Intel® VTune™ Profiler

Cookbook

ID 766316
Date 12/20/2024
Public
Document Table of Contents

Profiling Artificial Intelligence Applications (NEW)

Learn how to use Intel® VTune™ Profiler to profile Artificial Intelligence (AI) and Machine Learning (ML) workloads.

This recipe demonstrates how you use Intel® VTune™ Profiler to profile Python code samples that are implementations of a simple neural network. The recipe also makes use of the OpenVINOTM toolkit, which is an open-source toolkit to optimize and deploy deep learning models from the cloud to edge. The OpenVINO toolkit accelerates deep learning inference across use cases like generative AI, video, audio, and language.

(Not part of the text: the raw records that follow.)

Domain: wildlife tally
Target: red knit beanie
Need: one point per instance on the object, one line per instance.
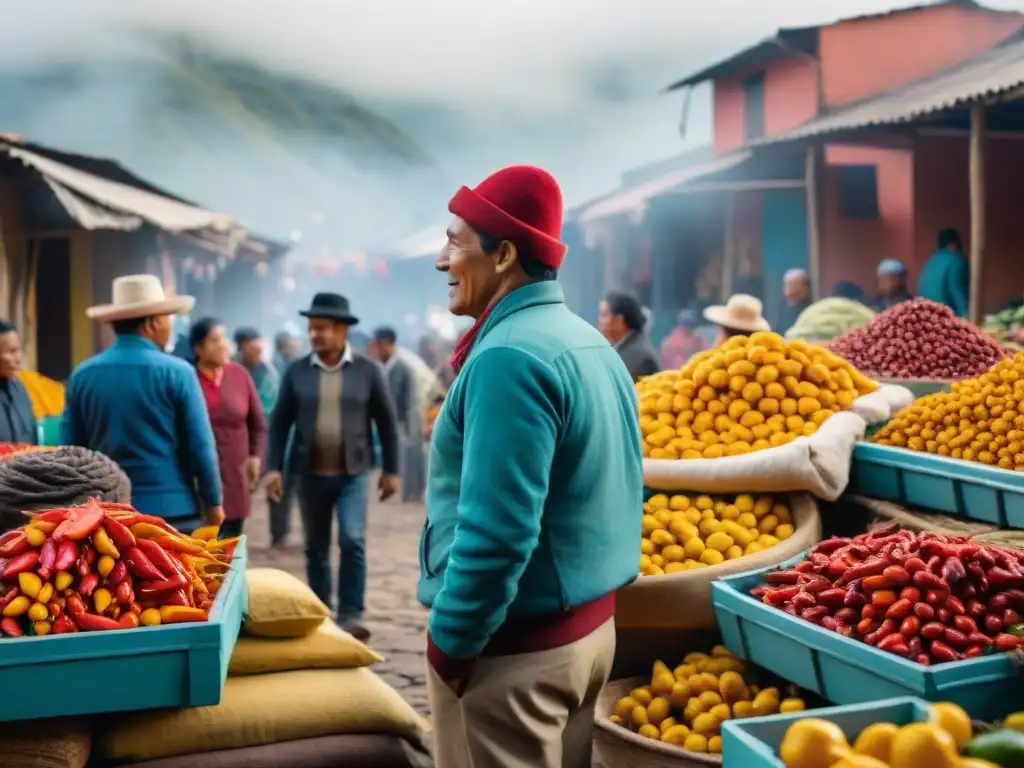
(520, 204)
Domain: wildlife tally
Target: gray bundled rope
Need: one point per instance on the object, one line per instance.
(57, 478)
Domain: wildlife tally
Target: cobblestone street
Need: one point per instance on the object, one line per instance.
(397, 622)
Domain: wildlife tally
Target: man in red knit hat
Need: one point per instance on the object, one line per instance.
(534, 494)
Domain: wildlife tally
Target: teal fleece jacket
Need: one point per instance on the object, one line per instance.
(536, 480)
(946, 279)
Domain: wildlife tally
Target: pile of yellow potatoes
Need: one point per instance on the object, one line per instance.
(753, 392)
(681, 531)
(686, 707)
(978, 420)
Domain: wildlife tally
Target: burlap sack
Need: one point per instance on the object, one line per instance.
(819, 464)
(683, 600)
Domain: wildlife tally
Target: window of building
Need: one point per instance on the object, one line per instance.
(857, 192)
(754, 107)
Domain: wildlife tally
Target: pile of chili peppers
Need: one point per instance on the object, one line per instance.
(928, 597)
(105, 566)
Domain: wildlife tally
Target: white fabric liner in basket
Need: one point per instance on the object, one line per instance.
(683, 600)
(819, 464)
(616, 747)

The toolkit uses models from popular frameworks like PyTorch, TensorFlow and Open Neural Network Exchange (ONNX).

Content Experts: Rupak Roy, Lalith Sharan Bandaru

Ingredients

Here are the hardware and software tools you need for this recipe.

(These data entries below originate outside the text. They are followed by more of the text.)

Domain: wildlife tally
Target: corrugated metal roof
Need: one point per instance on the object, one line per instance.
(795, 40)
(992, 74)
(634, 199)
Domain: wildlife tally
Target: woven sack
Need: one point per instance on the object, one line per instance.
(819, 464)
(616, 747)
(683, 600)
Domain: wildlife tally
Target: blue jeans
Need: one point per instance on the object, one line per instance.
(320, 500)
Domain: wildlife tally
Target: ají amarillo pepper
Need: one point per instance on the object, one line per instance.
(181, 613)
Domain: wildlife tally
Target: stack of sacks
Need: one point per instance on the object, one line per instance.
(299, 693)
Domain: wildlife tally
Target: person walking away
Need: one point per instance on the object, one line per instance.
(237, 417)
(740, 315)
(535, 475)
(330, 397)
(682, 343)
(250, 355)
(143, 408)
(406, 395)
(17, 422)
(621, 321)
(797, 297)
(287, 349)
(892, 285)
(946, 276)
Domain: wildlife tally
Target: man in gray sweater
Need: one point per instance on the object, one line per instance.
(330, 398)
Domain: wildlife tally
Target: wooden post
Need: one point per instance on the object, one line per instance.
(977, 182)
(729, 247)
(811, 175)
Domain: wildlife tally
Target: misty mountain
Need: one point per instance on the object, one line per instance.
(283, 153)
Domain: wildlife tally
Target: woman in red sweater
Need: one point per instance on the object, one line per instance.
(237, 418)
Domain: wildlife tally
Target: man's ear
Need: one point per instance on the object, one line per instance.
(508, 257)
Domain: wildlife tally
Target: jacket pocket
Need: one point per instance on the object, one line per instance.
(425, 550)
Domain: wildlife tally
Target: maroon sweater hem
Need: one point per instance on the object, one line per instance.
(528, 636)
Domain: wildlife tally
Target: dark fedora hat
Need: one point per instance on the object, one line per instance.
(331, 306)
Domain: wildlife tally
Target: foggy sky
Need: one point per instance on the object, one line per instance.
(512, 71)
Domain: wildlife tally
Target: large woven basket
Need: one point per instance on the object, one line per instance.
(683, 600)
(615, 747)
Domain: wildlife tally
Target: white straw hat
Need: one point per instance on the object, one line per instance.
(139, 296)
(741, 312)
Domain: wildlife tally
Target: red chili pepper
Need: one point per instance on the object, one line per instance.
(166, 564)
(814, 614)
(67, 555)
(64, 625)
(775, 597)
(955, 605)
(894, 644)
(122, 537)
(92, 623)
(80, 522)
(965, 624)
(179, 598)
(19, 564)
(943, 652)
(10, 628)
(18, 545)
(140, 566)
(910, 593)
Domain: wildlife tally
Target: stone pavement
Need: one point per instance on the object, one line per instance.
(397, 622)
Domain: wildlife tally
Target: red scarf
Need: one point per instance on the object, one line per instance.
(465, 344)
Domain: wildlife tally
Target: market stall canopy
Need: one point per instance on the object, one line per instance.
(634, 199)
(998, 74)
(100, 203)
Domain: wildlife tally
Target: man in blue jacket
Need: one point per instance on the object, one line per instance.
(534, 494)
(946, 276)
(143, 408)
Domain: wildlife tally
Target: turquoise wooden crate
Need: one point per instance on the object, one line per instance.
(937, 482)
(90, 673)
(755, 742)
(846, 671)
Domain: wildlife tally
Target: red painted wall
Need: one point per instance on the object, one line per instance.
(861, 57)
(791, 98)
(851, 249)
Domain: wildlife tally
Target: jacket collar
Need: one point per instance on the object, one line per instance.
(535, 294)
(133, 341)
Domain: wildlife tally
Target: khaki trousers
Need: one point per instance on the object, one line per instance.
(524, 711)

  • Application: This recipe uses the TensorFlow_HelloWorld.py and Intel_Extension_For_PyTorch_Hello_World.py applications. Both of these code samples are implementations of a simple neural network with

    • A convolution layer
    • A normalization layer
    • A ReLU layer which you can train and evaluate

    This recipe also uses an image classification example with the MobileNet v2 model from OpenVINOTM.

  • Analysis Tool: User-mode sampling and tracing collection with VTune Profiler (version 2025.0 or newer)

  • Python Package: Intel® Distribution for Python*(version 3.10 or newer) or Miniforge

  • CPU: 13th Gen Intel® Core(TM) i5-13600K

  • Operating System: Ubuntu Server 22.04.5 LTS

Install Python Package

Follow these steps to install Intel® Distribution for Python*(version 3.10 or newer) and other necessary packages:

conda create --name py310 python=3.10 -y
conda activate py310
pip install openvino-dev onnx torch torchvision intel-extension-for-pytorch opencv-python ittapi tensorflow

Run VTune Profiler on a Python Application

Let us start by running a Hotspots analysis on the Intel_Extension_For_PyTorch_Hello_World.py ML application, without making any change to the code. This analysis is a good starting point to identify the most time-consuming regions in the code.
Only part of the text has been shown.